Книга о сочности жизни, но книга сумеречная, то ли от кроваво-плотского налета этой сочности (как и должно быть), то ли от цвета страниц – 36-й год, и кто-то из моих предков не вернул ее в ташкентскую библиотеку тоже очень давно: срок проставлен выцветшими чернилами.
Как у Вернера Херцога, грозившегося, что поедет в Антарктиду с условием: он не будет снимать пушистых пингвинчиков, так у Пришвина в его роскоши нет никого пушистого, а есть – охота и прямо-таки божеское невзирание природы на лица, и при всей охотничьей сущности я бы назвал его нашим советским Генри Торо, замечательным чтением для вегетарианцев, хиппующих и психонавтов в хорошем значении этого слова.
Возвращаясь к Херцогу, пингвинов он, в конце концов, снял, умудрившись найти самого безумного, который, переваливаясь, на брюхе и снова вскакивая и размахивая крыльями, пер в одиночку вглубь материка, пока остальная стая шла в противоположную сторону к рыбе. Не знаю, как здесь повел бы себя Михаил Михайлович: наблюдал бы этого пингвина, как натуралист, взял бы его на мушку или присоединился к нему. Но это – хороший тест, определяющий качество человека. В том же фильме Херцог показывает тоннель на Южном полюсе, глубоко в леднике, где всегда минус 70, и где ученые оставили в память о человечестве замороженного осетра и разные безделушки. Эти цветы и открытки, говорит он, как память о прекрасном мире, который мы загубили, замороженная здесь на тысячелетия в рамке из попкорна. Так и под этой сумеречной обложкой осталась память о чем-то, чего больше не будет.

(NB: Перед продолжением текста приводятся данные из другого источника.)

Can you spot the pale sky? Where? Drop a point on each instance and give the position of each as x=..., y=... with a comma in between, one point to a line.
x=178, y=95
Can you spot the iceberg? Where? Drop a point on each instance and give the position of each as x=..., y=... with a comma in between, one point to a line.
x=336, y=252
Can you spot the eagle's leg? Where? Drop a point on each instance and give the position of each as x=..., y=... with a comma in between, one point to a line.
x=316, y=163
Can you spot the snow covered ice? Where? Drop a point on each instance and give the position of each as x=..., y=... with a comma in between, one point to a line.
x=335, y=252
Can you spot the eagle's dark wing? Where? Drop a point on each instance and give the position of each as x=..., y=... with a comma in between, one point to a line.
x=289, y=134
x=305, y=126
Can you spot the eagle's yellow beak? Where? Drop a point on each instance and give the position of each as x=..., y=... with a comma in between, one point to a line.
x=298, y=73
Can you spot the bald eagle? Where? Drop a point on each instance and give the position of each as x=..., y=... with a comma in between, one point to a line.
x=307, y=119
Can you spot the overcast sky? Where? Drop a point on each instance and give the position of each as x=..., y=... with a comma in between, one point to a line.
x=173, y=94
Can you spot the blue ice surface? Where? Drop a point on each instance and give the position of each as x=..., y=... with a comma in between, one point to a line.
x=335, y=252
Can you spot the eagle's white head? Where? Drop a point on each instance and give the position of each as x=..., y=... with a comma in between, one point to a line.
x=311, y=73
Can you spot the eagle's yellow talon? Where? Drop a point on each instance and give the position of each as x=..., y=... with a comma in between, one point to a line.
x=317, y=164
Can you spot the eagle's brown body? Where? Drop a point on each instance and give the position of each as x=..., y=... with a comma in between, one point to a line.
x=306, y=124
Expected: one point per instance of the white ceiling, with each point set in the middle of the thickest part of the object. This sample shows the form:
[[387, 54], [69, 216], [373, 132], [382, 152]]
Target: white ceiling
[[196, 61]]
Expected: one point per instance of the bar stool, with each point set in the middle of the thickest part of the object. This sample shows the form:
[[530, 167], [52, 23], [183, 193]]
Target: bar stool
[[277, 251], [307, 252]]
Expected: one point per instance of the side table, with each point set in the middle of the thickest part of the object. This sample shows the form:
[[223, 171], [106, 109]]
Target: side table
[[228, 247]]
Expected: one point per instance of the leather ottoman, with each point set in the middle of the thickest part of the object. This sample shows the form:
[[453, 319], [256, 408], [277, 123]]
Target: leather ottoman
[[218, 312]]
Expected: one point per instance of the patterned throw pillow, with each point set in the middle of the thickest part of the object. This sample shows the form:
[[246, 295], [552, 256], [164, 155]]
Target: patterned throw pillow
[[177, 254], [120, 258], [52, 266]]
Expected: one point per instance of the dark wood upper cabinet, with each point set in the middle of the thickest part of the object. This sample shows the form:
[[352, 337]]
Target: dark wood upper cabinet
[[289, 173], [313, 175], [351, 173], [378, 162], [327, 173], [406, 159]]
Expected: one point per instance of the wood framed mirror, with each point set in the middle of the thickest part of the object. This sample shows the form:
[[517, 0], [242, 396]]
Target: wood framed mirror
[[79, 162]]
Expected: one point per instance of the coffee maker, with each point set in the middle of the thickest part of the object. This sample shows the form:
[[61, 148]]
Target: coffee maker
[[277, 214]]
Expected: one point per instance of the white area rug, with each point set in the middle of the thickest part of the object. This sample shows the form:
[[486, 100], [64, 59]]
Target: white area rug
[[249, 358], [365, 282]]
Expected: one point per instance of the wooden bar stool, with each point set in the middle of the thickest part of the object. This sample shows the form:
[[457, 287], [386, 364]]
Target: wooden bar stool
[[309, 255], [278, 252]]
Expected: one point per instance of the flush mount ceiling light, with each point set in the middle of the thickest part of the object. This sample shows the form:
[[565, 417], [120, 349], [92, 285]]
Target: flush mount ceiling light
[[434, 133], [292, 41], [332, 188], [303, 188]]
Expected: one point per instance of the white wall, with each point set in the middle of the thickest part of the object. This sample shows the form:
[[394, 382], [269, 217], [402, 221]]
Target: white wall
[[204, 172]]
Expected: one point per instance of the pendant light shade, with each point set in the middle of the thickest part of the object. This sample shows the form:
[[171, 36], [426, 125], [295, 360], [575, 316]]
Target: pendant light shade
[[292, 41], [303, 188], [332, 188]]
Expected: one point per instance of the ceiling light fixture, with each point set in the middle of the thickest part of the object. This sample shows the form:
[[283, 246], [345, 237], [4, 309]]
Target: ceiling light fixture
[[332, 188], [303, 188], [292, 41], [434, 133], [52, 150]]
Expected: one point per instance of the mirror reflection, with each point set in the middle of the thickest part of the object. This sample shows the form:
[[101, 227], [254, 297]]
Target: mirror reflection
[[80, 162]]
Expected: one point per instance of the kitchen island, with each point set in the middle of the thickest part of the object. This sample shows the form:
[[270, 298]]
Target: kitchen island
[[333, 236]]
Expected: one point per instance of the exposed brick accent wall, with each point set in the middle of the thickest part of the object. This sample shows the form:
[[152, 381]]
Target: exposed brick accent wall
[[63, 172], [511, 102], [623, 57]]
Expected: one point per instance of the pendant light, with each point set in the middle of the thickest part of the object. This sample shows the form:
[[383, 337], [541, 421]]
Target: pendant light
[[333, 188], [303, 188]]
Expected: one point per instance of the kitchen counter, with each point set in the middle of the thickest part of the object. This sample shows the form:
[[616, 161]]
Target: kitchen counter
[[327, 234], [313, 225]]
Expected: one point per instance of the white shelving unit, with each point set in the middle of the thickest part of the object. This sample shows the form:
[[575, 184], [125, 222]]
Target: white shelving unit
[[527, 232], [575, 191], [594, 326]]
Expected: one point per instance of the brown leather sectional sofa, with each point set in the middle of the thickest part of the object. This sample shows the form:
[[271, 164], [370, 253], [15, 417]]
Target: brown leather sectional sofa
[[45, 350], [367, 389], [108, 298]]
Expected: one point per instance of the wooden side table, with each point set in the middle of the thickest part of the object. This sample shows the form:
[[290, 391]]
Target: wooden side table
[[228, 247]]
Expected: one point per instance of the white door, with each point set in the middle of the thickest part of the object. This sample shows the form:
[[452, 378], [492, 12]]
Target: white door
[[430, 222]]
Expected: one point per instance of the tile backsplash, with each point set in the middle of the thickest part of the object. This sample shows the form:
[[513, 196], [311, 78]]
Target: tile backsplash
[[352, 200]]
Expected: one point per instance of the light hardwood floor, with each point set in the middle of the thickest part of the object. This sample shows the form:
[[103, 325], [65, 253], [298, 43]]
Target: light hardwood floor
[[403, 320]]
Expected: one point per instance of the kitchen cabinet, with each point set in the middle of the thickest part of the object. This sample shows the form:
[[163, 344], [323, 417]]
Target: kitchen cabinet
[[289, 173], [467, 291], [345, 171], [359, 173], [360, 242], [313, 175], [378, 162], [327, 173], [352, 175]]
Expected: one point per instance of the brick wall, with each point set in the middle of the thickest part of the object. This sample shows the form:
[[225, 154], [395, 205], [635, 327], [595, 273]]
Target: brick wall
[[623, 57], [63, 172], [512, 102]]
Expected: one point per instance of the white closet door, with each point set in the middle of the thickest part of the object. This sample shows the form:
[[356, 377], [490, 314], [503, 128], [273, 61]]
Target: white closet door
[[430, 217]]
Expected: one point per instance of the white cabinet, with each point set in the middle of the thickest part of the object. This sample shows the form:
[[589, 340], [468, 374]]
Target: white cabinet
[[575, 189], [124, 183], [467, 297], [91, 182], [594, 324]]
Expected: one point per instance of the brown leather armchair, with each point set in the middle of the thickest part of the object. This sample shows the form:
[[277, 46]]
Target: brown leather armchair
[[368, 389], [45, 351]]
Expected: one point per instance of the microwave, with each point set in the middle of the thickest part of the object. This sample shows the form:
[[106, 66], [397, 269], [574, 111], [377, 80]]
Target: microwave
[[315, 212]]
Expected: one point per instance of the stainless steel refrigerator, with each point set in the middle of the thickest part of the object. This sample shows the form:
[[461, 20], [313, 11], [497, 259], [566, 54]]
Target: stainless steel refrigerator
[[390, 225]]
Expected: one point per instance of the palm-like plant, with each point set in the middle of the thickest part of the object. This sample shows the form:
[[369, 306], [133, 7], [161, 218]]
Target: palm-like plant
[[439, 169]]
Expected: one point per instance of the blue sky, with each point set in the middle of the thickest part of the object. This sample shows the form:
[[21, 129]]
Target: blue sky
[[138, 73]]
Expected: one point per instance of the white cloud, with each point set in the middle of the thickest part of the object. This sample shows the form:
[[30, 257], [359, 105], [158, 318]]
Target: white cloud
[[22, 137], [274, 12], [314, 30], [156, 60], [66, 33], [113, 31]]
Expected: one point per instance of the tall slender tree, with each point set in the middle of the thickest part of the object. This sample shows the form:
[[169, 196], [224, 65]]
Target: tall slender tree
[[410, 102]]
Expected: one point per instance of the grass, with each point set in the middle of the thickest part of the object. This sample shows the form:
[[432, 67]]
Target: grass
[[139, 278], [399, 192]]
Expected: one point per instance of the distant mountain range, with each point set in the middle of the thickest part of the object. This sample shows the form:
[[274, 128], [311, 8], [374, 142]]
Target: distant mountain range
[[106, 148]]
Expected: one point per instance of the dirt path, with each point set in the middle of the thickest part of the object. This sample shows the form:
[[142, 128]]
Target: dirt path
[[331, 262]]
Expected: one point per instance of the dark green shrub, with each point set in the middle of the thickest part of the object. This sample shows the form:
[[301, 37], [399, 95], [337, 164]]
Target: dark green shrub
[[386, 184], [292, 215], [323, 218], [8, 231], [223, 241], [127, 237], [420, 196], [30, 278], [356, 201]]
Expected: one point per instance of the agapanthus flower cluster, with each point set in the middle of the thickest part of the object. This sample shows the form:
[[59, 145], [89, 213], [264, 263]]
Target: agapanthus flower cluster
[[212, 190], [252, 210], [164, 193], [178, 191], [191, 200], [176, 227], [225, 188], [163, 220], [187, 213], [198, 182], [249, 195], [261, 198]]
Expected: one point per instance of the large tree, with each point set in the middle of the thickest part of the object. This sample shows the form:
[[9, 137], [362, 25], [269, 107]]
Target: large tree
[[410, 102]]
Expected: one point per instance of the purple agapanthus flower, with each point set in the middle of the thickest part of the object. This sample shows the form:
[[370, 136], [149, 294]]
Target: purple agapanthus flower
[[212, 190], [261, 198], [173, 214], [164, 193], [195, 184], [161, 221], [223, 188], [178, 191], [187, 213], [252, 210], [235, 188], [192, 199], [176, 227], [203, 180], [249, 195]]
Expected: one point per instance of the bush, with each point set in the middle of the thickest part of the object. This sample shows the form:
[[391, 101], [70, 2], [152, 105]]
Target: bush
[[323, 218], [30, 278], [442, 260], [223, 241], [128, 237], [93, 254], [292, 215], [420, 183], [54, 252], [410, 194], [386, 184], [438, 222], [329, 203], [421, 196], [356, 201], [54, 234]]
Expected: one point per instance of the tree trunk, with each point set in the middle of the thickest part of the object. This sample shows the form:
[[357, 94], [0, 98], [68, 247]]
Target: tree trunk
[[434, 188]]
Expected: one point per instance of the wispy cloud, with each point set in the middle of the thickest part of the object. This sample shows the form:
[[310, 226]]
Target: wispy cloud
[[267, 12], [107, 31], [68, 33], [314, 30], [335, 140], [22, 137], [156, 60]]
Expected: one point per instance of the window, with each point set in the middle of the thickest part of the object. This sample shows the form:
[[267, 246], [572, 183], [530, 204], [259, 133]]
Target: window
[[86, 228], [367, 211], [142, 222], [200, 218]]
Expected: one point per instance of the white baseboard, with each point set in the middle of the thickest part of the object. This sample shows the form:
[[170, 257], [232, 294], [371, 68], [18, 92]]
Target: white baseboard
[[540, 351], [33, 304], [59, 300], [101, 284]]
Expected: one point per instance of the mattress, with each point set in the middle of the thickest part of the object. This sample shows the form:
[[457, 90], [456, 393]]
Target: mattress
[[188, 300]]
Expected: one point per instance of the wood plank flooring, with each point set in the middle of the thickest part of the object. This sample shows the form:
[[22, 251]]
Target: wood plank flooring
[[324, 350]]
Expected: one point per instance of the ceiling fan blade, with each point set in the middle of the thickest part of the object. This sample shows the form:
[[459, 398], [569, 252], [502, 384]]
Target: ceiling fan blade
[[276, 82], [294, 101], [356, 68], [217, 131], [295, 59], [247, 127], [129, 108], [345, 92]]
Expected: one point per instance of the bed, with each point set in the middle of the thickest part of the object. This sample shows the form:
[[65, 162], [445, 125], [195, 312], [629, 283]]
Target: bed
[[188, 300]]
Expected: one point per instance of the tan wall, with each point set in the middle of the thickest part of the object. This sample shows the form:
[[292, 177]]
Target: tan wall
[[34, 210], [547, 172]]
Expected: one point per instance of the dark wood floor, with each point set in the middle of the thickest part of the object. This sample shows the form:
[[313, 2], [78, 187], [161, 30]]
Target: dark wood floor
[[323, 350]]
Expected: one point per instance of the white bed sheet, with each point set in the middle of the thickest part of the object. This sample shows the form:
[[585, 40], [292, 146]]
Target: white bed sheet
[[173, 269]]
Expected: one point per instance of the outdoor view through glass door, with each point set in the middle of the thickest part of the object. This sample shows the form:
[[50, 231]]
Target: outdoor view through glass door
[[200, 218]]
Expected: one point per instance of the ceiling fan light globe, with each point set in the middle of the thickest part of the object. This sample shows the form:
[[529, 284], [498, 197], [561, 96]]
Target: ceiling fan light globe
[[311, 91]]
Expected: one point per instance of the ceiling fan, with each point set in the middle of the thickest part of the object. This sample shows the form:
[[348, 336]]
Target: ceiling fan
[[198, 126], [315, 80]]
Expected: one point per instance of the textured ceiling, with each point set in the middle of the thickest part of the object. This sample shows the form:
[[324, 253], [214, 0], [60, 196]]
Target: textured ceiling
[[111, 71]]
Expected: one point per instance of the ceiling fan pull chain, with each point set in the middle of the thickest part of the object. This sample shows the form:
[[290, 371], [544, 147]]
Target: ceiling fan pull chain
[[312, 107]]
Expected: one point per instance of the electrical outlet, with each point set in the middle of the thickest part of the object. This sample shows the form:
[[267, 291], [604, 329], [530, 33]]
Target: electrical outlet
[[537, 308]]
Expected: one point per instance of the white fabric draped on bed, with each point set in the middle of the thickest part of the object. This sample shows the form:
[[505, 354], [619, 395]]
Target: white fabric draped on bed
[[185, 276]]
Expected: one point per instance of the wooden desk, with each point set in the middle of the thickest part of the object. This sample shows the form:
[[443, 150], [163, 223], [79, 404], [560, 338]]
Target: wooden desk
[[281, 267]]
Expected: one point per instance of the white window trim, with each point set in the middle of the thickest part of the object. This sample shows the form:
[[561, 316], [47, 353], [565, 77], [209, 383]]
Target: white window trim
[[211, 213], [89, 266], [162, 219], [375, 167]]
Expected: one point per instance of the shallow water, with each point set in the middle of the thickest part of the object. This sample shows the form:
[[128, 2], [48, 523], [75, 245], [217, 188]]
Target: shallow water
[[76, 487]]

«Только по очень ярко зеленеющей озими можно было различить такой день от ранне-весеннего, а еще, может быть, и по себе, что не бродит внутри тебя весеннее вино и радость не колет: радость теперь спокойная, как бывает, когда что-нибудь отболит, радуешься, что отболело, и грустно одумаешься: да ведь это же не боль, это сама жизнь прошла».
И если мы живем в разных клетках, тогда как исследователь один, и эксперимент один, просто в одной клетке холят и разрешают удовлетворять любые потребности, а в другой клетке кормят отравой и подвергают разному стрессу, хотя и то, что надо удовлетворять, и то, что надо давить, искусственное, выдуманное за нас, – то, во-первых, понимаешь, что кончится все это не с перехлестом беззакония, а когда будет накоплен должный объем данных для анализа, и натуралист получит другой заказ, а во-вторых, хочется видеть в роли натуралиста Михаила Михайловича Пришвина, который, глядя в прицел, осознаёт себя таким же зверем, как стоящий по ту сторону, равным ему.